Can I get a copy of a programme I featured in?

If you or your company, organisation or property has been featured in a BBC programme, you may be able to purchase a copy. Please read the information below carefully and if you would like to request a copy, click on the link at the end of this page.

The copy supplied is for personal use only. Any unauthorised use, transmission, distribution or reproduction of the material supplied through the Contributor Access process is not permitted under any circumstances.

Who can make a request?

Anyone who has made a substantial contribution to a programme, e.g. credited as a performer, writer, guest or production team member. This does not include studio audience members or those seen only in a crowd scene or group. Relatives may make a request on the subject's behalf.
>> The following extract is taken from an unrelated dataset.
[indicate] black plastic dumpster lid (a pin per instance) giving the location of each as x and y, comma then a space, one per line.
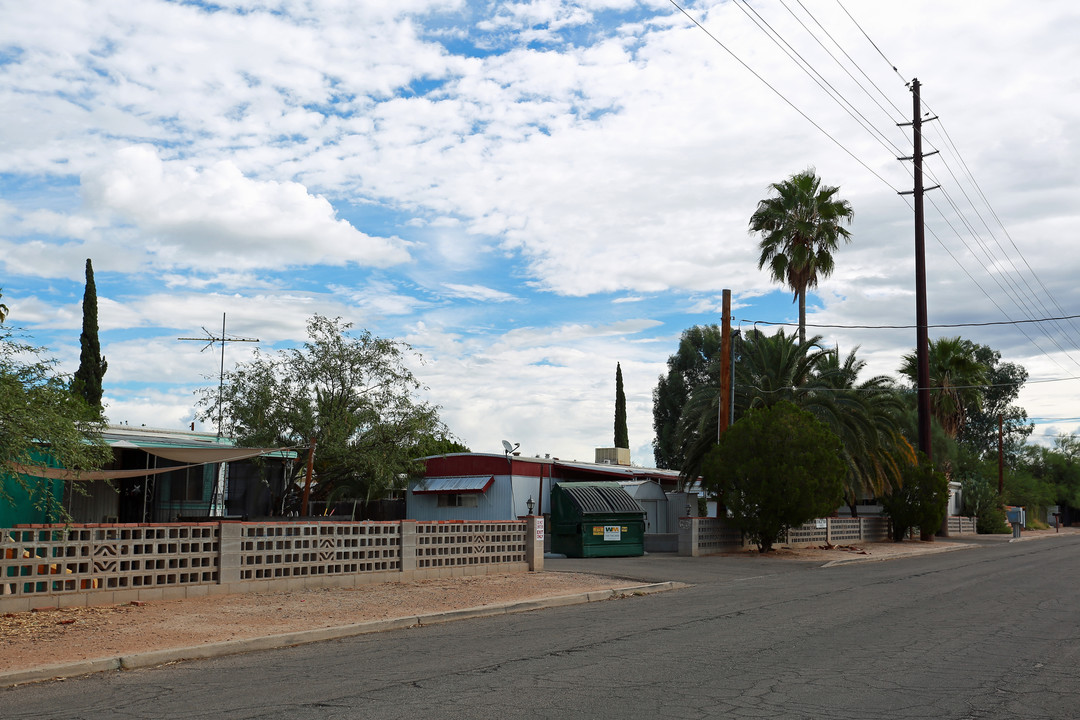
593, 499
What programmes are not available?

  • Programmes not broadcast on the BBC or other non-BBC programmes 
  • Programmes not held in the BBC Archives
  • All sports programmes pre-1966, and some sports programmes since
  • BBC World Service radio and BBC World News television programmes
  • Regional news, local radio and programmes broadcast only on BBC Scotland, BBC Northern Ireland or BBC Wales
  • Copies of programmes only available on film (due to the higher cost of providing copies of acceptable quality)

How much does it cost?

We are required to cover all the costs of providing copies. Costs include research, sourcing and transferring of material, administrative and postal charges.

Prices:

TV and radio Cost to customer (includes VAT)
DVD / CD copy of requested programme £60
Additional copies of programme (when ordered at the same time) £12 per copy
DVD / CD copies of subsequent episodes in a series (when ordered at the same time) £30


If you were offered a free copy by the production team, please contact them directly as BBC Archives cannot provide a copy free of charge. 

Copies supplied to contributors may be made from archive recordings of varying quality reflecting the age and original format. Therefore, the standard of copies made from older formats may be considerably lower than those from more recent programmes.